L’avortement, qu’il soit volontaire ou thérapeutique, relève du domaine de la vie privé dans ce qu’il a de plus intime. Jusqu’à la légalisation de l’IVG, la décision d’interrompre une grossesse et les actes qui s’ensuivaient relevaient de l’intime, mais entraînaient leurs participants sur un autre domaine : celui de l’illicite. L’intimité et l’illicéité constituaient donc les deux raisons justifiant de décider et d’agir dans l’ombre de la société et de la loi.

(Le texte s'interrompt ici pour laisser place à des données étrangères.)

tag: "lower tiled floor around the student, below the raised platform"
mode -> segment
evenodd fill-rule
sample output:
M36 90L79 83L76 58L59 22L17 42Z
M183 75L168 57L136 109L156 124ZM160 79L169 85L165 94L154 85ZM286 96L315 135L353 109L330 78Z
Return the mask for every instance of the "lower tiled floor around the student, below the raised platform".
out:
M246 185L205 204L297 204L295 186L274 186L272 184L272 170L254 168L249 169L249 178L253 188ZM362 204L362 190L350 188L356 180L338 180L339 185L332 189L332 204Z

Pourtant, la montée de la revendication de la rue jusqu’à la scène politique et juridique fut accompagnée d’un phénomène de publicisation. Le texte de loi sanctionnant l’IVG était encore en vigueur, mais avait cessé d’être appliquée car les magistrats eux-mêmes ressentaient d’une part son inadaptation face à l’évolution des esprits, d’autre part l’injustice qu’il y avait à sanctionner celles qui, par manque de moyens financiers et d’information, n’avaient pu franchir les frontières afin d’interrompre leur grossesse à l’abri du droit français et dans la garantie de conditions d’hygiènes satisfaisantes. On assista alors au récit de femmes célèbres non pas « avouant », mais disant publiquement avoir eu recours à cette technique, jusqu’au célèbre manifeste des 343. À l’intérieur de cette pétition parue le 5 avril 1971 dans le Nouvel observateur, 343 personnalités féminines affirmaient avoir avorté, prenant le risque de poursuites pénales qui, en réalité, n’impressionnaient personne que les plus démunies.
Une fois la loi promulguée, la question de l’IVG, en même temps qu’elle cessa d’être l’objet d’un combat, redevint une affaire privée. Aujourd’hui, un avortement n’est plus un secret au sens de sa dissimulation aux yeux de la loi, mais il relève de la sphère de la vie privée. Depuis son retour à l’intime, il est de nouveau envisagé par les femmes dans ses véritables caractères, à savoir un acte psychologiquement difficile et affectivement douloureux.
La considération de cette « histoire » peut nous aider à réfléchir sur le devenir, au sein de la vie sociale, d’une éventuelle légalisation de l’aide à la fin de vie.
La décision d’aider un proche à abréger sa vie relève également de la sphère de l’intime, même si l’intime se trouve parfois élargi au cercle des très proches.
L’acte qui applique cette décision participe aujourd’hui encore de l’illicite, avec quelques nuances si on le compare à celui consistant à réaliser une interruption de grossesse antérieurement à la loi de 1975. De fait, l’assistance au suicide ne connaissant aucune sanction spécifique, les poursuites judiciaires relèvent de textes d’ordre plus général comme le meurtre ou l’empoisonnement.
Cependant, par leurs fondements inadéquats et au-delà de ces derniers, la mise en cause de ceux qui ont assisté une personne souhaitant abréger sa vie aboutit dans la grande majorité des cas à un non lieu, creusant le fossé entre la loi et son application et, par là, portant atteinte à la démocratie.
Et comme il en a été pour l’avortement, on constate aujourd’hui que la parole se libère et nombre de travaux en tous genres font état de récits de personnes soit en ayant aidé d’autres soit à mettre un terme à leur vie, soit les ayant accompagné pour le faire à l’extérieur de nos frontières. Depuis ce qu’on a appelé les «affaires » Vincent Humbert et Chantal Sébire, l’étau du secret s’est desserré, et, un témoignage, voire une inculpation, appelant d’autres témoignages, on peut penser que la question de l’aide à la fin de vie est sur la pente du devenir public.
Est-ce que cela correspond à un changement de la mentalité consistant à faire de la fin de vie une affaire publique ? Certainement pas. Ce phénomène correspond à une demande sociale qui porte la parole jusqu’à l’espace public.
Le rapprochement avec l’histoire de l’IVG laisse penser que si une loi l’autorise, l’aide à la fin de vie, après être passée par l’exposition publique, retrouvera son lieu naturel : la sphère de l’intimité et qu’elle restera, elle aussi, comme l’IVG, ce qu’elle est pour ceux qui la choisissent, un moment difficile et douloureux, voire tragique.
Le passage par l’exposition dans l’espace public aura été le passage obligé entre l’intime du secret et celui du respect, entre le silence de l’interdit et celui de la conscience de chacun.